トランプショック

H.Sekiguchi

H.Sekiguchi

関口 宏

 「トランプショック」・・・・を引きずりながら、2016年も暮れようとしています。
世界中のメディアが予想外の展開に振り回され大混乱に陥りましたが、その前にも、イギリスのEU離脱が予想外の出来事として世界を驚かせたばかりでした。
 メディアや専門家ですら予想できないことが世界で起きる・・・・この現象は一体何を意味するのでしょう。

 

 ある人が、21世紀は『不機嫌な時代』で幕を開けたと言いました。
それが『不寛容な時代』へと変わりつつ、今回の「トランプショック」は『不安定な時代』『不確実な時代』になったと、フランスのオランド大統領に言わしめたのです。
この先、世界が何処へ向かうのか・・・・部分的な分析では、多くの国が内向き・閉鎖的な傾向に走ると読む人達もおりますが、それで世界がどうなるのかは誰にも判らない、つまり『不確実』な未体験ゾーンに、世界が突入したのかもしれません。

 

 それにしましても、アメリカという国の中は、相当痛んでいたのですね。貧困・格差・人種差別・繰り返される戦争の後遺症・・・・メデイアが伝える情報だけでは知り得ない深い混乱の末のトランプ選択。それが正しかったのか、間違いだったのかは今のところ判りません。

 

 戦後、私達世代は、テレビから流れてくるアメリカのテレビ映画によってアメリカを知りました。
「パパ大好き」「うちのママは世界一」といったようなホームドラマに出てくる白い家、緑の芝生、マイカー、大型冷蔵庫、室内犬等々、まだ戦後の貧しさの中にいた日本人にとっては、信じられない世界をアメリカに見たのです。
そこに登場する素敵なパパ・ママは優しく、そしてしっかり子供達を育てて行く(ほのぼの)とした雰囲気に日本人の誰しもが憧れました。
「アメリカは素晴らしい」「アメリカのようになりたい」
戦争では敵国であったアメリカに、一気に掌返しをした感の日本ではあったのですが、信憑性はともかく、アメリカはアメリカの良いイメージを日本に植え付ける作業があちこちでなされていたと聞きます。
 上記のテレビ映画はアメリカでも放映されていたものですから、これがアメリカの作戦だったと言うつもりはありませんが、日本人にアメリカの良いイメージを持たせることに、テレビが関わっていたことは間違いありません。

 

 しかし、その後聞かされた話では、日本が羨望の眼差しでブラウン管の中のアメリカを見つめていた時、既に良きアメリカは壊れていたといいます。
聞けば「なるほど」と納得したのですが、当時アメリカは民権運動による対立やら、銃による暴力が頻発していて、ホームドラマに出てくるような(ほのぼの)とした空気は無くなりつつあったというのです。

 

 第2次世界大戦後、世界の覇権を握り、世界をリードして来たアメリカの良き時代は、本当に短かったのですね。
それでも世界のリーダーの自負を捨てる訳にも行かず、時に世界の警察官として紛争に絡み、時に経済のトップとして、知恵の限りを金融経済等へ振り向け、必死にその座を守ろうとしてきたのでしょう。
 しかしその大きなツケが、結果的にアメリカ国民に回ってきて、ついにそのアメリカという国のあり方に対して、「NO !」という声が大きくなったように思われます。

 

 正直、この「トランプショック」により、私の担当する年末年始の番組も根底から企画替えを余儀なくされました。
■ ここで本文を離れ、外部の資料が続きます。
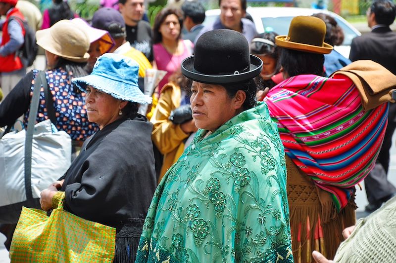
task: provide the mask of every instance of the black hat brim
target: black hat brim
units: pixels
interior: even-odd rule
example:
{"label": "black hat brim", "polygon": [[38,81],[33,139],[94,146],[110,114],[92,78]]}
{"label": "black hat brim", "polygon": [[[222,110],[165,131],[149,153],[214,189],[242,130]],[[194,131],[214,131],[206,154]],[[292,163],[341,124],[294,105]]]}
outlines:
{"label": "black hat brim", "polygon": [[243,82],[256,76],[261,72],[263,67],[263,62],[261,59],[254,55],[250,55],[249,71],[228,75],[207,75],[195,70],[194,56],[189,57],[182,62],[182,73],[186,77],[200,83],[221,84]]}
今、大慌てで作業に取りかかっていますが、はてさて世界はどこへ向かうのでしょう。

 

 イギリスのEU離脱に投票した人の中には、投票しておきながら結果に驚いている人がいるそうです。
アメリカの「トランプショック」の中にも、同様の人達がいるものと思われます。

 

 「しまった!こんな筈ではなかった・・・・・」ということにならないようにと祈りながら、2016年最後のコラムにしたいと思います。

 

 皆様、どうぞ良いお年を・・・・・とは言いながらも、どこか不安を抱えた年末になりました。